Models have existed to derive surface reflectance from satellite measurements for decades.  What makes MAIAC groundbreaking is that it significantly improves accuracy by better detecting clouds and removing atmospheric effects, in particular scattering and absorption of light caused by tiny pollutant particles called aerosols.

“MAIAC is the only algorithm that provides one kilometer resolution aerosol data, as compared to three to approximately 20 kilometer data from standard algorithms,” said Alexei Lyapustin, Physical Research Scientist at Goddard and Wang’s nominator and colleague.  The extra resolution is especially valuable in regions with complex topography or in urban areas where air quality can change significantly over small distances.

An image of Terra, one of the satellites that carries the MAIAC algorithm

The aerosol properties MAIAC provides are turning out to be extremely valuable.  “At the beginning we were just focusing on surface reflectance, but lately the aerosol product has been gaining popularity,” said Wang.  “A large and diverse air quality community uses this information to assess aerosol impact on human health.”    

Another huge advantage to the new system, and remote sensing in general, is its scope.  The algorithm is implemented in the MODIS instrument (MODerate resolution Imaging Spectroradiometer) on two satellites, Terra and Aqua.  Every two days, together the satellites cover the entire Earth.  “If you do ground measurements that takes a lot time, a lot of money, a lot of people, and you cannot do full coverage.
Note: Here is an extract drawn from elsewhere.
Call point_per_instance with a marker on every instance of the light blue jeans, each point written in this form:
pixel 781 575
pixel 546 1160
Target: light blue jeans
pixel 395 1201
But a satellite can easily get global coverage,” explains Wang.

The MAIAC algorithm takes advantage of high-powered computers to incorporate time-series and spatial data into the analysis.  Because of computing limitations, previous methods examined one image at a time, pixel by pixel.  Using those methods, the problem is not well defined because for each measurement there are two variables: actual surface reflectance and the amount of aerosols.  So out of necessity, most models make simplifications and assumptions.  But with MAIAC, “We keep 10 to 16 days of images in the memory,” said Lyapustin, “and we have enough information to solve the problem without major assumptions.”
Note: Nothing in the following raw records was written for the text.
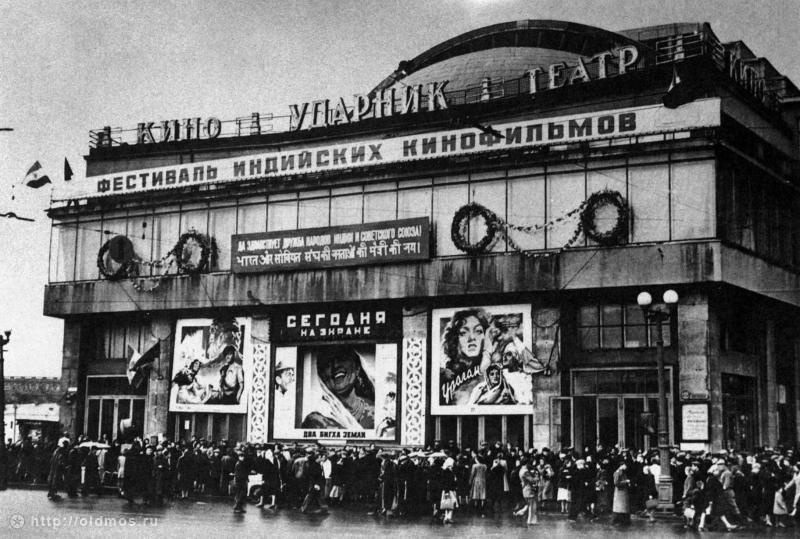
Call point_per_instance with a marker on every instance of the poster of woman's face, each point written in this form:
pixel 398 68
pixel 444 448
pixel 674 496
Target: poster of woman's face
pixel 211 365
pixel 484 360
pixel 337 391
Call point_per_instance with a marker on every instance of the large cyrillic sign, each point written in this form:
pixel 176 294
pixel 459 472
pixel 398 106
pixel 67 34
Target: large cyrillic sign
pixel 532 132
An example of an aerosol image provided by MODIS

The fully-developed algorithm has been a long time coming.  Wang started thinking about this when he first arrived at JCET in 2002.  “At the beginning it was just an idea—that we could use more time-dependent and spatial information to do this,” he said.  After running some preliminary tests using other instruments, full-on algorithm development started in 2004.  Wang has been at it since then.

“He more than deserves this award,” said Lyapustin.  “Besides supporting scientific development of MAIAC, Yujie’s major contribution came from a programming perspective,” he said.  “He has excellent programming skills and developed a very sophisticated system.  It allows us to work with the time series of data and use both individual pixel information and spatial information about a pixel’s surroundings.”  Wang’s expertise allows Lyapustin and others to dive into the data collected from the satellites.  Thanks to Wang, they can easily manipulate time and space dimensions to look for patterns. 

The Peer Award comes with a small monetary prize, which Lyapustin sees as “encouragement to continue great work,” but he points out, “Yujie has no need of encouragement.”

Besides conducting his own research, Wang plays the important role of communicating with other researchers and providing them the MAIAC data they request to explore fields like air quality and climate change.  “Now that more and more people are using our products, they are getting some really exciting results from the data—I kind of provided them with those new data, and they are pretty happy about that,” he said.